La charge est lourde; difficile de ne pas l’assumer, par nature et par tempérament. Les seize ans de règne marquent, pèsent aussi, mais il faut persévérer sans relâche. Il a fallu prendre les choses en mains; la monarchie exécutive de 2001 à 2011 en a été l’une des séquences. Elle n’a pu prendre cette dimension et cette qualification que parce que d’autres acteurs n’ont pas assumé la plénitude de leurs attributions. Avec le “printemps arabe”, il a fallu une mise à plat de cette gouvernance; d’où la nouvelle Constitution. Prendre en charge les aspirations et les attentes et leur donner une réponse politique: voilà qui fonde et éclaire la loi suprême aujourd’hui en vigueur depuis quatre ans.
Des élections démocratiques ont suivi, le 25 novembre 2011, puis un nouveau cabinet dirigé par le leader d’une formation islamiste, dans l’opposition depuis une quinzaine d’années, Abdelilah Benkirane. Le cahier de charges est devenu plus astreignant dans la mesure où de grandes réformes s’imposaient à l’évidence dans tous les domaines de la vie économique et sociale, sans parler de celles d’ordre institutionnel et politique sur la consolidation de l’État de droit, la démocratie et les libertés. Du retard a été pris et ce faute d’un agenda législatif précis décliné autour de priorités et de séquences. Les deux premières années ne se sont point distinguées par un grand élan réformateur; tant s’en faut. Des difficultés au sein de la majorité, recomposée depuis octobre 2013 avec le retrait du Parti de l’Istiqlal, suppléé par le RNI, ont certainement freiné les ardeurs proclamées au départ.

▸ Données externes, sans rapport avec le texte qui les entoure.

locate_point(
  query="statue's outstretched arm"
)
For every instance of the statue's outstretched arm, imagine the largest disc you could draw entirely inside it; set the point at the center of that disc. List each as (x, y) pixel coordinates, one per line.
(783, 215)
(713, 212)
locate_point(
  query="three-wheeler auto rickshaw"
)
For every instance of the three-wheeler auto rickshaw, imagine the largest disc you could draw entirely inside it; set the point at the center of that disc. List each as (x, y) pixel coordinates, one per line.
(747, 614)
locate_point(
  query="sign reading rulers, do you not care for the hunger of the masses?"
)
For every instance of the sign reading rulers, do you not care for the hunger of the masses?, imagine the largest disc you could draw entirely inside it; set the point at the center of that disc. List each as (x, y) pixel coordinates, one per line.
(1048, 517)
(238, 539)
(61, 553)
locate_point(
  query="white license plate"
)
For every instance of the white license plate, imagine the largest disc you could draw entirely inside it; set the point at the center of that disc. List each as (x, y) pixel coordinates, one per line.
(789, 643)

Le Roi n’ignorait rien de ces insuffisances et il ne pouvait pas laisser les choses en l’état: il avait le devoir d’agir. Il l’a fait en mettant l’accent, à diverses occasions, sur la situation de secteurs éminents comme l’éducation, la justice; sans oublier à l’occasion de recadrer le gouvernement dès lors qu’il lui paraissait nécessaire d’intervenir sur les principes du pluralisme ou encore des valeurs. Arbitre-chef, il était aussi régulateur du fait de sa mission de garant du bon fonctionnement des institutions et de la préservation de la cohésion sociale. Dans le même temps, il était le recours de tous parce que tel est aussi un pan de son job tel que consacré par la Constitution. Dans son esprit, le souci de ne pas perdre de vue le cap est fondamental. S’il ne doit pas évacuer les “résistances” ni les corporatismes, son statut le distingue de celui de tous les autres acteurs: hiérarchiquement d’abord, politiquement aussi en ce sens qu’il n’est soumis à aucun agenda électoral et que, partant, l’électoralisme partisan des uns et des autres n’entre pas dans sa comptabilité. C’est une dynamique qu’il veut imprimer et s’il assure le suivi des grands chantiers, il ne se désintéresse pas de la proximité, du terrain, de l’écoute des doléances des plus humbles, ce monde d’exclus et de “sans voix”.
Un équilibre subtil doit être trouvé dans les multiples formes de déploiement de son action. Démocrate, il veille à ne pas interférer dans la vie des partis ni dans l’élection de leurs dirigeants. A ce titre, il croit à la dialectique sociale et aux larges aspirations de libre choix des militants et des citoyens. Mais il se trouve que les bureaucraties partisanes peinent à se réformer dans le sens des principes posés par la nouvelle loi sur les partis d’avril 2002, complétés par celle d’octobre 2011. D’où le décalage qu’offre aujourd’hui le système partisan en place par rapport aux besoins et aux exigences de la société. Retour aux électeurs donc, en dernière instance, pour activer un processus de rénovation et de reprofilage des formations actuelles! La conduite des réformes commande de l’autorité et de la détermination. Quelle que soit la bonne volonté d’un gouvernement, le soutien royal est nécessaire.
Mais cet appui n’est pas inconditionnel –une sorte de “chèque en blanc”– tant il est vrai que l’action et les réformes doivent s’inscrire dans une démarche globale cohérente, répondant pleinement aux objectifs qui lui sont assignés. Dans des cas, un cadrage suffit –et c’est ce qui relève des attributions du Conseil des ministres, présidé par le Roi-; dans d’autres, c’est de recadrage qu’il s’agit pour corriger, mettre en perspective, préciser les mesures et leurs effets. Au total, au-delà de son statut constitutionnel qui est –et qui est resté– prépondérant, le Souverain exerce une magistrature morale, d’influence et de régulation. Et le peuple marocain ne comprendrait pas qu’il n’en soit pas ainsi !... C’est aussi cela le job royal.